No one even knew it was there, until recently.
Local historian Byron Hueftle-Worley, of Grinnell was reading an old newspaper from the area which mentioned a dynamite blast on campus in 1914.
“That got me a little bit excited because usually don't have dynamite going off on campuses,” said Hueftle-Worley.
The whole story began over something called a Class Scrap.
"The class scrap was an annual event where in the first and second year boys would have a big wrestling match somewhere on campus,” said Hueftle-Worley “Often it turned into an all-night event of partying, rough housing, and then end up with one big fight here on campus somewhere.”
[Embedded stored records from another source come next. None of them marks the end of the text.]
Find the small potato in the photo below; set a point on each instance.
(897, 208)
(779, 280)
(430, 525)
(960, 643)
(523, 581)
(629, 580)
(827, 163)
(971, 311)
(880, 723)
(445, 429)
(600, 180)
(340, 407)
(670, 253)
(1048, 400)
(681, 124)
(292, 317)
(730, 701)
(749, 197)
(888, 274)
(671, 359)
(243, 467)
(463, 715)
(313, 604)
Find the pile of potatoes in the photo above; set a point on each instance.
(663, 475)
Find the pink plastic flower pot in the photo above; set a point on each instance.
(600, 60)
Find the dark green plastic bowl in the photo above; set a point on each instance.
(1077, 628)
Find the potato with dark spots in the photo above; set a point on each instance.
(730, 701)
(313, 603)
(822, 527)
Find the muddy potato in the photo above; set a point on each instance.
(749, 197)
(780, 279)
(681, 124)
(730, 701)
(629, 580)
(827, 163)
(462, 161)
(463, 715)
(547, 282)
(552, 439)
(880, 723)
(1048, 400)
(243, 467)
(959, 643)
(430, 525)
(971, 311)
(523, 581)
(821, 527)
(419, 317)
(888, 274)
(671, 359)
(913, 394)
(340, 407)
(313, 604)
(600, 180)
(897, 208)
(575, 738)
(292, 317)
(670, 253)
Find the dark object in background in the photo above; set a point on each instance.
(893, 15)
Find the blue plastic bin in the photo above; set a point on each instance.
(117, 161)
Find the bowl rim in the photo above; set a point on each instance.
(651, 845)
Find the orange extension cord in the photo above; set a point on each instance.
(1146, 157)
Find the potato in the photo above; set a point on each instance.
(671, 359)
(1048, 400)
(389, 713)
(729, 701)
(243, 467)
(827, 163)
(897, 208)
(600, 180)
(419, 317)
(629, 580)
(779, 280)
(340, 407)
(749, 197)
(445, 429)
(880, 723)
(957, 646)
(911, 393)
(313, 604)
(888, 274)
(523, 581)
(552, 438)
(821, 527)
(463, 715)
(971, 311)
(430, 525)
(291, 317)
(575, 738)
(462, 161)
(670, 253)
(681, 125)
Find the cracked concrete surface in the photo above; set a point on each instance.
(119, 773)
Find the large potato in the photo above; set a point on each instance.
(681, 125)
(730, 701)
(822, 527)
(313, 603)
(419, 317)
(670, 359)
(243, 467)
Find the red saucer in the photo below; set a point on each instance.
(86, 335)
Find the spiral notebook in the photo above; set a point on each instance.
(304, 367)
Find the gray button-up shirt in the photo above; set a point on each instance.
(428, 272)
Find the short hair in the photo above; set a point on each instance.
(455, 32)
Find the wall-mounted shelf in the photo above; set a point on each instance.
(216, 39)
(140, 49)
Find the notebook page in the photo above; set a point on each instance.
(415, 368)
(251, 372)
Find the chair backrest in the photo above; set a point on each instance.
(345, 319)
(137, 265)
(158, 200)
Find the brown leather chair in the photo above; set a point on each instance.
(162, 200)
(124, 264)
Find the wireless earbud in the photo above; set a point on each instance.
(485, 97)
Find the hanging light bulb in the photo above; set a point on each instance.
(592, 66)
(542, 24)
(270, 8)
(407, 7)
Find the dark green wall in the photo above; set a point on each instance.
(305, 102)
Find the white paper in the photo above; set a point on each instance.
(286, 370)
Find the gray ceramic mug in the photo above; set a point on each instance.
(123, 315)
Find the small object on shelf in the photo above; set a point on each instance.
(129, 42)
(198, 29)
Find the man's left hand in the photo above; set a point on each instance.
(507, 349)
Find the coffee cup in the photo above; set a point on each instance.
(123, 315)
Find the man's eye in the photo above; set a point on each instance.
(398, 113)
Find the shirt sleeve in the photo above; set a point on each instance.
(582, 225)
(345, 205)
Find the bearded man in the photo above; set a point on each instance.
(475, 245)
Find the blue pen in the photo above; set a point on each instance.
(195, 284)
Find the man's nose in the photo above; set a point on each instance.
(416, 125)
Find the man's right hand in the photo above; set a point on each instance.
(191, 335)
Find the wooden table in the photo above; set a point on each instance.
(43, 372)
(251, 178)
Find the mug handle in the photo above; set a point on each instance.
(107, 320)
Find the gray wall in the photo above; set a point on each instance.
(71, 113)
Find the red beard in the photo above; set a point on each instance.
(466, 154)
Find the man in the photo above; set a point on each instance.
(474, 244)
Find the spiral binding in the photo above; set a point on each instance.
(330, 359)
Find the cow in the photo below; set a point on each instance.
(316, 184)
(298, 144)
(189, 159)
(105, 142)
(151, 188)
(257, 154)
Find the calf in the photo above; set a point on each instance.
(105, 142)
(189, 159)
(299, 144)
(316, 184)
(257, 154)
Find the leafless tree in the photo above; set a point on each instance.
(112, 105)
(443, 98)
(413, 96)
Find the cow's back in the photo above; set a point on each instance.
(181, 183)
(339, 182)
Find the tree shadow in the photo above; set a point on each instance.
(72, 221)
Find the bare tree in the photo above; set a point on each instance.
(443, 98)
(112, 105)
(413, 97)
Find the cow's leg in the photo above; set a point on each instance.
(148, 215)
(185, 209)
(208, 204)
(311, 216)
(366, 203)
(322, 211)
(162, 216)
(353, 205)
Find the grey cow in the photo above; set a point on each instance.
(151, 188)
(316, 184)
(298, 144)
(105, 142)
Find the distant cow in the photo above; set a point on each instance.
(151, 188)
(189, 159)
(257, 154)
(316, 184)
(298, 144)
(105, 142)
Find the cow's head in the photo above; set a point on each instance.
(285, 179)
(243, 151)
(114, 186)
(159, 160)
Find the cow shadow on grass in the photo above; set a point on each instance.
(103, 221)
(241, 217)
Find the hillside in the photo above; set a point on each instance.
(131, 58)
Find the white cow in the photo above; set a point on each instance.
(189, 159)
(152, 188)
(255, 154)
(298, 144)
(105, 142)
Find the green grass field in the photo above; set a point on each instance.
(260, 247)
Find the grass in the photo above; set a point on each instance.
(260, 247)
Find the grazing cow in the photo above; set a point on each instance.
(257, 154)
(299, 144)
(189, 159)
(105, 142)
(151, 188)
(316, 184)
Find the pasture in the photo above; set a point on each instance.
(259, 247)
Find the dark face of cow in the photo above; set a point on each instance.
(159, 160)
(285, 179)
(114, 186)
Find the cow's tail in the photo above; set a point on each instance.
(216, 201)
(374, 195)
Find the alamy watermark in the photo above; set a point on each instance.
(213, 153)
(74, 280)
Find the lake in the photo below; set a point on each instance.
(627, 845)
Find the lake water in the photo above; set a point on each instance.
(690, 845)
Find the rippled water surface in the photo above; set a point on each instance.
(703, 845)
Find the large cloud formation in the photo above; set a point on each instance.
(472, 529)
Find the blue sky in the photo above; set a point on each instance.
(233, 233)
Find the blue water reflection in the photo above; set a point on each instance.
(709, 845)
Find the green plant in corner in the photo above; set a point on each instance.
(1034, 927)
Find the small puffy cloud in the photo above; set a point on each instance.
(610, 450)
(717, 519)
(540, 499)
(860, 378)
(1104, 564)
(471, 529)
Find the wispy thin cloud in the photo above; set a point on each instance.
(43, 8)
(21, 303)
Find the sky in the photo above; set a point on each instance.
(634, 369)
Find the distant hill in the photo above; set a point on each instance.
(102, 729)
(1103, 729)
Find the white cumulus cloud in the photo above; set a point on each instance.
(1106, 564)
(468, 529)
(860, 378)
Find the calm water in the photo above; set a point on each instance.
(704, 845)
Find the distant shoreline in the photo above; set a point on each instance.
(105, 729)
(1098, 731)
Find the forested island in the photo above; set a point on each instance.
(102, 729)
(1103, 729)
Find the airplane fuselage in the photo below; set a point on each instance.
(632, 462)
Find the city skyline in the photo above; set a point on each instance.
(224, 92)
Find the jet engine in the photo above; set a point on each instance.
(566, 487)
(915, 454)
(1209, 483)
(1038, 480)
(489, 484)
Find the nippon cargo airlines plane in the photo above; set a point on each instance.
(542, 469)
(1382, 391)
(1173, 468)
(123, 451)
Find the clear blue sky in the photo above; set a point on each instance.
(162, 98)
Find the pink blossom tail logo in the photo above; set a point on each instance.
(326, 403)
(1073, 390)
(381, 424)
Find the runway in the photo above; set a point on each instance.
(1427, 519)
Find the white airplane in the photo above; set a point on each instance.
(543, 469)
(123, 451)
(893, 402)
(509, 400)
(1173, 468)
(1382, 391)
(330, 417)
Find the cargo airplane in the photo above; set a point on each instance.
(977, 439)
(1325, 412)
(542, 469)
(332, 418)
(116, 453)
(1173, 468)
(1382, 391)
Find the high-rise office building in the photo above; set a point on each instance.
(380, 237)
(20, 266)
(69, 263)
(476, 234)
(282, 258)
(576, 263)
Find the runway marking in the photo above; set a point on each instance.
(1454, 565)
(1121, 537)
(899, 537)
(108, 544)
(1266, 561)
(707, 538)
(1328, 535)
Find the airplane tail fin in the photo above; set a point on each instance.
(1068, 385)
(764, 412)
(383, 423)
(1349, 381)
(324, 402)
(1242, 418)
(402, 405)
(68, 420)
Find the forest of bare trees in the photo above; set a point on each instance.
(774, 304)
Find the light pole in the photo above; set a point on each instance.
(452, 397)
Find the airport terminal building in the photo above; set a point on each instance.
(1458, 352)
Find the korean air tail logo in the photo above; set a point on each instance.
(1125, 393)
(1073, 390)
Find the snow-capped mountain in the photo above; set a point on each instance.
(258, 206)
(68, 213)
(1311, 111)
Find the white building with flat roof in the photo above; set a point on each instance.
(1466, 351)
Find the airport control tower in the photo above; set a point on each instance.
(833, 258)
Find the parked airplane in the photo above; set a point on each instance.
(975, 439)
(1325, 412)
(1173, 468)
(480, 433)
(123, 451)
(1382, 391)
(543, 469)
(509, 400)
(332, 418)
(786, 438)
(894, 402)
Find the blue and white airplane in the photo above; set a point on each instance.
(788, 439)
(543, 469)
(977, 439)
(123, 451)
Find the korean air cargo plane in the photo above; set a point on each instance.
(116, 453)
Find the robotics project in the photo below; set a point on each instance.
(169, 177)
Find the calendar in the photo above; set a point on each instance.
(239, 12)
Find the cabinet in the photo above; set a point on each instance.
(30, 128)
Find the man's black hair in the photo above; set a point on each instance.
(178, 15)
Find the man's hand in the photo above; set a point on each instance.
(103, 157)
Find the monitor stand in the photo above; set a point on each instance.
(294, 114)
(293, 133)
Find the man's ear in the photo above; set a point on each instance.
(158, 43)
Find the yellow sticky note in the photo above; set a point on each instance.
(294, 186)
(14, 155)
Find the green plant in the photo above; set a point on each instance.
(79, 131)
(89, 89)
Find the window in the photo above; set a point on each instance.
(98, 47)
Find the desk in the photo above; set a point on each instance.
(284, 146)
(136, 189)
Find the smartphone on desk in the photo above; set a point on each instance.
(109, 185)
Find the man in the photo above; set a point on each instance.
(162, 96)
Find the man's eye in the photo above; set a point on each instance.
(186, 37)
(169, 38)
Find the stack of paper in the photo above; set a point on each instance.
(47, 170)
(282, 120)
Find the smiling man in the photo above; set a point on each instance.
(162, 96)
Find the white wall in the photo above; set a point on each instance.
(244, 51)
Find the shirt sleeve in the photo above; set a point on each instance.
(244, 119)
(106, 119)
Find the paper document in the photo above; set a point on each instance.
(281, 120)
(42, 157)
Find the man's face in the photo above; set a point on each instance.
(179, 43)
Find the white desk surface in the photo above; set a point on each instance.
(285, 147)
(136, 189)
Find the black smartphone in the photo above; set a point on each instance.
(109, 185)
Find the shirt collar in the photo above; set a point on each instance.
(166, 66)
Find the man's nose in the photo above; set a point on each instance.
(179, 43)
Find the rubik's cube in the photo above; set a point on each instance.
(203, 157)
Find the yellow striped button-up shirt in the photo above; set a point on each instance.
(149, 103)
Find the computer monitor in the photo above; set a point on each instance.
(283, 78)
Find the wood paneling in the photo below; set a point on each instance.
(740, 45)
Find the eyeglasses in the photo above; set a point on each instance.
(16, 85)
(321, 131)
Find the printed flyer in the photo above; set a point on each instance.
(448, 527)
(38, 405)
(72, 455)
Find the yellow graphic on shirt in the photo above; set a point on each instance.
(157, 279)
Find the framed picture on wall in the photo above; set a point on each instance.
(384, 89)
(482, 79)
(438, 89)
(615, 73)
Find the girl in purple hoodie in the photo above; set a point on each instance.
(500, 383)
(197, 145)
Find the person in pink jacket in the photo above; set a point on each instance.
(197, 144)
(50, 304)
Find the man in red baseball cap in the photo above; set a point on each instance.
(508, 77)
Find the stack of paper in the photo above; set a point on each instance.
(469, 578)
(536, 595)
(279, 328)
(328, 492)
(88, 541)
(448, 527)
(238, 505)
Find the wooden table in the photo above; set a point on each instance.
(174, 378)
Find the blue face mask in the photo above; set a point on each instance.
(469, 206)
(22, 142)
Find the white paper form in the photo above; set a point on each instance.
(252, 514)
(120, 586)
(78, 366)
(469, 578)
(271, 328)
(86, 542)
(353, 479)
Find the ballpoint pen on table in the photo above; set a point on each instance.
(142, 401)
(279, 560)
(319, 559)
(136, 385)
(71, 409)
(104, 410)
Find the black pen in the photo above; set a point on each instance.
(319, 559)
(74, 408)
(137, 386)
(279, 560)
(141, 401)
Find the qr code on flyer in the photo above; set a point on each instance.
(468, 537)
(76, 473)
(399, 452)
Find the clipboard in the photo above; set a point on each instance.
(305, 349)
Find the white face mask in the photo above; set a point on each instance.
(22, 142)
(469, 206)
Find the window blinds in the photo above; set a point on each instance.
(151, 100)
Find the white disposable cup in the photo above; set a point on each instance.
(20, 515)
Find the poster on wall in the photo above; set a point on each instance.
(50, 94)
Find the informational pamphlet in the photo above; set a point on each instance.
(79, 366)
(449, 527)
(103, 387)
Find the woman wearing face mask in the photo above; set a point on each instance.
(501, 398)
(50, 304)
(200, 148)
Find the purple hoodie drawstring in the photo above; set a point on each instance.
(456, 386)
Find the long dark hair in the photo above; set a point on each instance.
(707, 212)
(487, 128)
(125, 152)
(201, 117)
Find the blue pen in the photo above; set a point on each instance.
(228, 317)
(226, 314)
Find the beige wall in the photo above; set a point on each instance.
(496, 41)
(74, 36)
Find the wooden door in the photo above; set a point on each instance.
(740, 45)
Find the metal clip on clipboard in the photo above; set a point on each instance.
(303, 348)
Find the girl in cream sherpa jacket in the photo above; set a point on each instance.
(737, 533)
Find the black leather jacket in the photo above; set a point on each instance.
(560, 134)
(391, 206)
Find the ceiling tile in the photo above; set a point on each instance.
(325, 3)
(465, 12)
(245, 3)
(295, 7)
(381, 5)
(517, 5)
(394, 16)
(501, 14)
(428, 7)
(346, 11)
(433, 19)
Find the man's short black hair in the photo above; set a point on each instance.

Class Scrap was popular on other midwest campuses as well, and in 1913 a young man died in a class scrap on a Wisconsin Campus.
“The College President pleaded with the students not have this fight again,” said Hueftle-Worley.
For a while it looked like a fight might happen, instead some of the boys brought a large rock to offer as a symbol of peace.
“They made speeches of a peace in our time, everybody's going to be friends from now on,” said Hueftle-Worley. “That didn't work out terribly well soon the people on campus did not like losing this valued tradition.”
Someone painted the Peace Rock red in the middle of the night. Then someone set off dynamite under the rock, blowing a piece of the rock apart.
Eventually someone dug a hole, and buried it.
Hueftle-Worley contacted Professor John Whittaker, who has taught anthropology for 30 years on campus. He brought his students out for a dig of the site. Whittaker serves as an anthropological archeologist.
They found the rock, and small pieces of rock, and glass. They also found some shell casings from a military rifle dating back even before the Peace Rock incident.
“I heard about the Peace Rock several years ago, from Byron,” said Whittaker. “I had appropriate class, and the center part of campus is going to be torn up for new landscaping so this is an opportunity we couldn't pass up.”
There is now some talk on campus of putting the Peace Rock back on display once all the construction is finished.